The JCAHO requires you to write and document your orders clearly-and requires other staff, such as pharmacy or nursing, to contact you at any hour if they can't read your writing, rather than interpreting it themselves.

 

Consider the following three tips to help everyone to read your orders:

 

1. Clean up messy handwriting

 Take a few extra seconds to write legibly. Print if necessary, or consider having your prescriptions electronically generated.

 

 Ask someone to read a sample of your prescriptions and give you feedback on your legibility.

 

 Ask your hospital to consider implementing a computerized physician-order entry system.

 

2. Don't use 'as needed'

Medication orders or prescriptions that are written "as needed," or PRN, without a specific frequency, have often led to errors involving inappropriate doses. To avoid these errors, note the drug's indication-for-use in order to document why you are prescribing that particular drug.

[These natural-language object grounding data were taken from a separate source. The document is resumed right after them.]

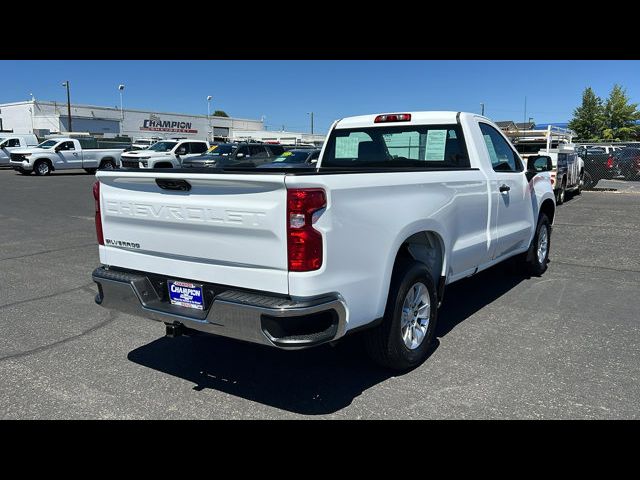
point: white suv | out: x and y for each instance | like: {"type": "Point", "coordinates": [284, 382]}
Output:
{"type": "Point", "coordinates": [164, 154]}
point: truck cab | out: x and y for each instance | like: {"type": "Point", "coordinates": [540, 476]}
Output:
{"type": "Point", "coordinates": [13, 142]}
{"type": "Point", "coordinates": [63, 153]}
{"type": "Point", "coordinates": [568, 171]}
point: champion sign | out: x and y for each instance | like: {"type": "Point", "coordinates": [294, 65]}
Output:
{"type": "Point", "coordinates": [155, 124]}
{"type": "Point", "coordinates": [185, 294]}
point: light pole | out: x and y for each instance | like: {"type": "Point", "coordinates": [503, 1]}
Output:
{"type": "Point", "coordinates": [121, 88]}
{"type": "Point", "coordinates": [311, 113]}
{"type": "Point", "coordinates": [67, 84]}
{"type": "Point", "coordinates": [209, 98]}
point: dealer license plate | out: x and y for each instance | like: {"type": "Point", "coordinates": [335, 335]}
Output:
{"type": "Point", "coordinates": [185, 294]}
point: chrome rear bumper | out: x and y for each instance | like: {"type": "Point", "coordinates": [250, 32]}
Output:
{"type": "Point", "coordinates": [255, 317]}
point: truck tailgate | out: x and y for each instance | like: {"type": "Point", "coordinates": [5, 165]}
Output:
{"type": "Point", "coordinates": [228, 228]}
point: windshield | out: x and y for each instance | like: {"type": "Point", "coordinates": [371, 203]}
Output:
{"type": "Point", "coordinates": [221, 150]}
{"type": "Point", "coordinates": [47, 144]}
{"type": "Point", "coordinates": [292, 157]}
{"type": "Point", "coordinates": [407, 146]}
{"type": "Point", "coordinates": [162, 146]}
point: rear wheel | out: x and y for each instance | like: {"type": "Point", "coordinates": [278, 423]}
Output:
{"type": "Point", "coordinates": [108, 165]}
{"type": "Point", "coordinates": [537, 258]}
{"type": "Point", "coordinates": [561, 192]}
{"type": "Point", "coordinates": [403, 338]}
{"type": "Point", "coordinates": [589, 181]}
{"type": "Point", "coordinates": [42, 167]}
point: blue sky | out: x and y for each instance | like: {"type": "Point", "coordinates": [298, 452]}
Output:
{"type": "Point", "coordinates": [284, 91]}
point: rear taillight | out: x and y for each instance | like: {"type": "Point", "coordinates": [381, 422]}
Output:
{"type": "Point", "coordinates": [96, 197]}
{"type": "Point", "coordinates": [304, 243]}
{"type": "Point", "coordinates": [610, 162]}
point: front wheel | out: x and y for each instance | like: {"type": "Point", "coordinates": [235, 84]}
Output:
{"type": "Point", "coordinates": [42, 167]}
{"type": "Point", "coordinates": [537, 257]}
{"type": "Point", "coordinates": [403, 338]}
{"type": "Point", "coordinates": [560, 194]}
{"type": "Point", "coordinates": [578, 190]}
{"type": "Point", "coordinates": [589, 181]}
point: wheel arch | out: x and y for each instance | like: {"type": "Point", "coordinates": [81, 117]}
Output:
{"type": "Point", "coordinates": [44, 159]}
{"type": "Point", "coordinates": [108, 158]}
{"type": "Point", "coordinates": [549, 209]}
{"type": "Point", "coordinates": [427, 245]}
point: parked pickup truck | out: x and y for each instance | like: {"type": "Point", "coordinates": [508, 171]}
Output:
{"type": "Point", "coordinates": [568, 171]}
{"type": "Point", "coordinates": [64, 153]}
{"type": "Point", "coordinates": [11, 142]}
{"type": "Point", "coordinates": [164, 154]}
{"type": "Point", "coordinates": [400, 206]}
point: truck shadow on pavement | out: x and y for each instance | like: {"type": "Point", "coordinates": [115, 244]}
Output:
{"type": "Point", "coordinates": [317, 381]}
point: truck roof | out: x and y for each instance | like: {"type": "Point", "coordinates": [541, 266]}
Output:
{"type": "Point", "coordinates": [417, 118]}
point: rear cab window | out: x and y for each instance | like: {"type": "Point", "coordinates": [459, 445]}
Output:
{"type": "Point", "coordinates": [397, 146]}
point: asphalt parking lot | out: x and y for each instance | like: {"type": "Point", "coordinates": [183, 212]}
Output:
{"type": "Point", "coordinates": [558, 347]}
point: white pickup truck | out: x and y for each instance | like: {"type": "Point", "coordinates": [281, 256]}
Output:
{"type": "Point", "coordinates": [11, 142]}
{"type": "Point", "coordinates": [400, 206]}
{"type": "Point", "coordinates": [65, 153]}
{"type": "Point", "coordinates": [164, 154]}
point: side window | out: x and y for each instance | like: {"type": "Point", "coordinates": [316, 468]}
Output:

You don't have to write an indication for PRN medications that only have one understood use, such as a stool softener, but you do have to write an indication if the PRN drug can have more than one possible use, such as Benadryl®. Your organization's policies should clarify when an indication-for-use is required.

TIP: Always indicate a frequency (e.g., Q4H PRN) and dose range (e.g., 20-40 mg) on PRN orders. Also include the reason for the drug and dose (i.e., PRN pain, PRN, fever).

 

3. Verbal orders and critical lab values

The JCAHO has made improving communication Goal #2 of its 2004 National Patient Safety Goals. As a result, you must reduce your reliance on oral and telephone orders. The bottom line: No verbal orders unless it's an emergency.

Never leave verbal orders on a nurse's or pharmacist's voice mail. This violates the JCAHO's National Patient Safety Goals. Besides, most state laws require nurses and pharmacists to obtain the order directly from you or your agent. Otherwise, they must call you directly to get the order and a confirmation read-back.